Well, I addressed it silently, are you satisfied now? Is this what you wanted, to drive her away from us? No doubt it was neurotic to hold an inanimate work of art to blame, but in fact it seemed to have a mind, a dimension, very much its own. It withstood my confrontation stoically and I turned helplessly away. Yet conversely I was left with a thread of comfort. There was an undeniable psychic bond of some kind between Briony and the painting. Eventually she would have to return to it.

I put my hands to my throbbing head. The constant stress was obviously addling my brain. If only there were someone other than the respectfully sombre Mrs Rose to talk to! And, like the answer to a prayer, Edgar came.

He stood hesitantly just inside the door, uncertain of his welcome, with the same half-hopeful, half-cautious expression on his face with which I had so often seen him await Cynthia. And he said deprecatingly, ‘If you'd rather I just left, you only have to say so.'

I had taken a couple of steps towards him before I remembered the ambiguity of our last meeting and stopped dead, torn by conflicting emotions. Then I said helplessly, ‘Oh, Edgar!' and burst into tears. All the mounting worry and dread of the last few days, capped by the frenzy of Lance's love-making and his inevitable withdrawal that morning, was suddenly more than I could stand. I had never been so emotionally vulnerable in all my life. I just stood like a child sobbing uncontrollably with my hands over my face and Edgar came swiftly across and took me in his arms, holding me close and murmuring words of comfort as, not so many hours before, I had held Lance. I was in desperate need of someone to lean on, someone who, in the face of this particular trouble, was not weaker than I was myself. Edgar supplied that need and asked for no repayment. Not then.

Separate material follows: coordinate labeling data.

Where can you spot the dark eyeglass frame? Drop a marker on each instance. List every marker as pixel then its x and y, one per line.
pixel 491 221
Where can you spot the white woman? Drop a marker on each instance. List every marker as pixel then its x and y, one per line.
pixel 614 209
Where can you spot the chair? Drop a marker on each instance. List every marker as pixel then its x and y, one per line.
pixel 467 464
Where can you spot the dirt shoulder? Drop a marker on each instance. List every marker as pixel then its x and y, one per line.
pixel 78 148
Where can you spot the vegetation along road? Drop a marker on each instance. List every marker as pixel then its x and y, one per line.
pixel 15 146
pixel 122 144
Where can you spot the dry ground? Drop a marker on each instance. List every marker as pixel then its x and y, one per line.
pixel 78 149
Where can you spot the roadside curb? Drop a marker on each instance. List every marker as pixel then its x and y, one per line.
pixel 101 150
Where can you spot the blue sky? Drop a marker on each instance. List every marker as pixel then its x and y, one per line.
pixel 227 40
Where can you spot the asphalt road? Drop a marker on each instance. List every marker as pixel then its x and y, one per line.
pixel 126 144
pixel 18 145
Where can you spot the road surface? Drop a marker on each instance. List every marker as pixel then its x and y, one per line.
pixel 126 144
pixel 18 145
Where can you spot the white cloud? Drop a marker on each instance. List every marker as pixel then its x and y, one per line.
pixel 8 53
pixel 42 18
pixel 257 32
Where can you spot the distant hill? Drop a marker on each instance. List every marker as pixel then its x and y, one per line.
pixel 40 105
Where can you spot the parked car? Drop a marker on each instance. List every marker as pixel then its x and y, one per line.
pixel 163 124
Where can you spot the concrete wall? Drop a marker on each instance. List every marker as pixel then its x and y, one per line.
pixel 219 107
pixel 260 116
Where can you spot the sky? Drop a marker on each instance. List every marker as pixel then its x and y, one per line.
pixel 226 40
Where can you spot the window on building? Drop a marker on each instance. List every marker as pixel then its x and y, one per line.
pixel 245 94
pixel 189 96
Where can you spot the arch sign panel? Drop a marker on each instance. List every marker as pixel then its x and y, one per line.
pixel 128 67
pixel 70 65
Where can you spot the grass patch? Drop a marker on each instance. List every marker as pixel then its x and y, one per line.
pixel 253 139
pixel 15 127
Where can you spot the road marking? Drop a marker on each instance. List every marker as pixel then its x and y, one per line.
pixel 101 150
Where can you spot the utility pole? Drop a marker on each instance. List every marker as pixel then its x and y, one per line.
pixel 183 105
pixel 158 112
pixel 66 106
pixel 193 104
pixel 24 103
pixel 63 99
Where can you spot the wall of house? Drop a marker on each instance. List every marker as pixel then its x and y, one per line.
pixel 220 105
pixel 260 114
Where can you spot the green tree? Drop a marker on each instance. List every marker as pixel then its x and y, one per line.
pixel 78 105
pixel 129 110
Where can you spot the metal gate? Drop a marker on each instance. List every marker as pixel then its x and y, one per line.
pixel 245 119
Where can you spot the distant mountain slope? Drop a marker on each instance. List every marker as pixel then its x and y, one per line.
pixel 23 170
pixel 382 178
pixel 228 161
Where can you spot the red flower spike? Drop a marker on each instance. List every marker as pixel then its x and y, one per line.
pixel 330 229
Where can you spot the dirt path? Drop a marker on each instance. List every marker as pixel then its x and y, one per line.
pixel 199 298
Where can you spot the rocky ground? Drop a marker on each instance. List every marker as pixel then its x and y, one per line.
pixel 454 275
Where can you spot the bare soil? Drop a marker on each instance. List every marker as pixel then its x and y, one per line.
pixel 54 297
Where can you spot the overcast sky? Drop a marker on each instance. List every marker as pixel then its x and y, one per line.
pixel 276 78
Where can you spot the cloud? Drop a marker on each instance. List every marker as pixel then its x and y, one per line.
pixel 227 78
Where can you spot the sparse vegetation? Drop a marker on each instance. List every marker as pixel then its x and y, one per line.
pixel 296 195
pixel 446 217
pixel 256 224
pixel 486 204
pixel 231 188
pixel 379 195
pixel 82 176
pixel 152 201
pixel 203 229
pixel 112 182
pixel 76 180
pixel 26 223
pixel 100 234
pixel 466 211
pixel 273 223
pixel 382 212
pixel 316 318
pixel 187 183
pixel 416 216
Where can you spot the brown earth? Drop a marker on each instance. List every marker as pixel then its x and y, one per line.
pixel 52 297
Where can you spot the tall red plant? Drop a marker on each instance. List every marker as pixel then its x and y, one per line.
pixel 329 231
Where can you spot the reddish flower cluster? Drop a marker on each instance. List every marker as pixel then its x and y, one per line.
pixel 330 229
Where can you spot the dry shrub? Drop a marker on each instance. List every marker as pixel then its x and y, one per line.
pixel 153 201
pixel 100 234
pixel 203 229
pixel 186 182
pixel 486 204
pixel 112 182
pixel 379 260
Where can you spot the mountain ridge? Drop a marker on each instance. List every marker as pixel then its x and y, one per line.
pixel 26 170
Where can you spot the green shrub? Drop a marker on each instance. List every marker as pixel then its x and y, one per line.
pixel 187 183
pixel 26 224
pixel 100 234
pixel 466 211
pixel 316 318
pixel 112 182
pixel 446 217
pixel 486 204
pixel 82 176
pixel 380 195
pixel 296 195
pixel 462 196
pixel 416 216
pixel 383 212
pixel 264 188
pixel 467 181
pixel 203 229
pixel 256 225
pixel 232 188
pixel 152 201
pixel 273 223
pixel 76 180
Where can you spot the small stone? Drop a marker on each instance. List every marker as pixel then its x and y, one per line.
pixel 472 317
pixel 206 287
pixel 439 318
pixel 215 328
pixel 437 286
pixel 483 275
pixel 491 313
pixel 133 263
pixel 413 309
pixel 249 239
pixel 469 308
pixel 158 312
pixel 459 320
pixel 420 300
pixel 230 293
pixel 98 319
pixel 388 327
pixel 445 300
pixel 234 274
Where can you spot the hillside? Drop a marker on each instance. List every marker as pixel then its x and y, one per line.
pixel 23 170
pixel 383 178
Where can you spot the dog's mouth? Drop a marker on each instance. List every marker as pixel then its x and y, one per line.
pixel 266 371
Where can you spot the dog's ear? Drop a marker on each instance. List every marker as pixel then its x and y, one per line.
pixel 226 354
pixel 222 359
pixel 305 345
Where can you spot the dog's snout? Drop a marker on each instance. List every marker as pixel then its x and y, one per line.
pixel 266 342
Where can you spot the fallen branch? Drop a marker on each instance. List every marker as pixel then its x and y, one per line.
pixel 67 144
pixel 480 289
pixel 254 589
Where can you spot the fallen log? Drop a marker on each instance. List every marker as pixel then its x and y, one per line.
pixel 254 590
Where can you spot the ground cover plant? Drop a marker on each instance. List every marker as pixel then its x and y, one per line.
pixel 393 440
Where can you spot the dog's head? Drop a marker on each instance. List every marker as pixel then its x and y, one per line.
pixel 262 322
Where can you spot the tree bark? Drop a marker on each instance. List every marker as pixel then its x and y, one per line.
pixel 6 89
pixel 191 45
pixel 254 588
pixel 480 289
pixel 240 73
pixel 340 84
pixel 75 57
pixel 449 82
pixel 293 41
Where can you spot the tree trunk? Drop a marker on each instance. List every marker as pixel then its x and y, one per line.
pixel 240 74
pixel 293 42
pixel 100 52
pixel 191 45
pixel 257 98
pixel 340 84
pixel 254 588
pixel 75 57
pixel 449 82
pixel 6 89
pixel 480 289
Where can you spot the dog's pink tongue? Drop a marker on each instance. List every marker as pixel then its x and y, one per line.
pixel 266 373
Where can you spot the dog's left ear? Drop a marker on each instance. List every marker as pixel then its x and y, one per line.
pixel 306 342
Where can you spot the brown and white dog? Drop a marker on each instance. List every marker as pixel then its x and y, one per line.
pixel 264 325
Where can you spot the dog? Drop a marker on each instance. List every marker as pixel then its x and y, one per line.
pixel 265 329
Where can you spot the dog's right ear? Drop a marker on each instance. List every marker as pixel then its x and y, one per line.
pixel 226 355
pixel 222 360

‘I thought at least Lance would have been with you,' he said when my sobs had quietened to a series of gentle hiccups, and the anger in his voice comforted me further even though it was unwarranted.

‘I persuaded him to go to college,' I murmured, fumbling for a handkerchief. Edgar put his own into my groping hand. It was large and soft and smelt of tobacco. I said between a laugh and a sob, ‘I'd better not get lipstick on it, or you'll have some explaining to do!'

‘It wouldn't matter to Cynthia,' he replied quietly, and then, abruptly closing that line of conversation,
Why
did you persuade him to go to college?'

I dabbed ineffectually at my eyes. ‘Because he's so desperately worried himself he makes me worse.'

Edgar's arms tightened fractionally and I felt the time had come to disengage myself. This I did, gently, and he made no attempt to prevent my moving away.

‘Thanks for providing a shoulder, Edgar. I really needed that.'

‘If you can talk about it all, tell me exactly what happened.'

He sat down beside me on the couch and took hold of my hand. It seemed a natural gesture with no intention other than continued comfort, and I let my hand lie in his. Carefully omitting all the queries which loomed so large in my mind and, I was beginning to suspect, even larger in Lance's, I said merely that Briony's headaches had been causing us concern for some time and we were afraid that she had unknowingly suffered from one or two attacks of amnesia. This seemed the most probable explanation of her disappearance.

‘The police called at the house yesterday, making enquiries,' he told me. ‘It's something you hear about all the time, but you never dream of it happening to you.'

‘No,' I said numbly

‘So all you can do is wait?' I nodded, not trusting my voice.

‘I suppose there's some comfort in the fact that you've an idea what might have happened. At least there's a possible explanation other than –' He broke off with an anxious sideways glance at my set face.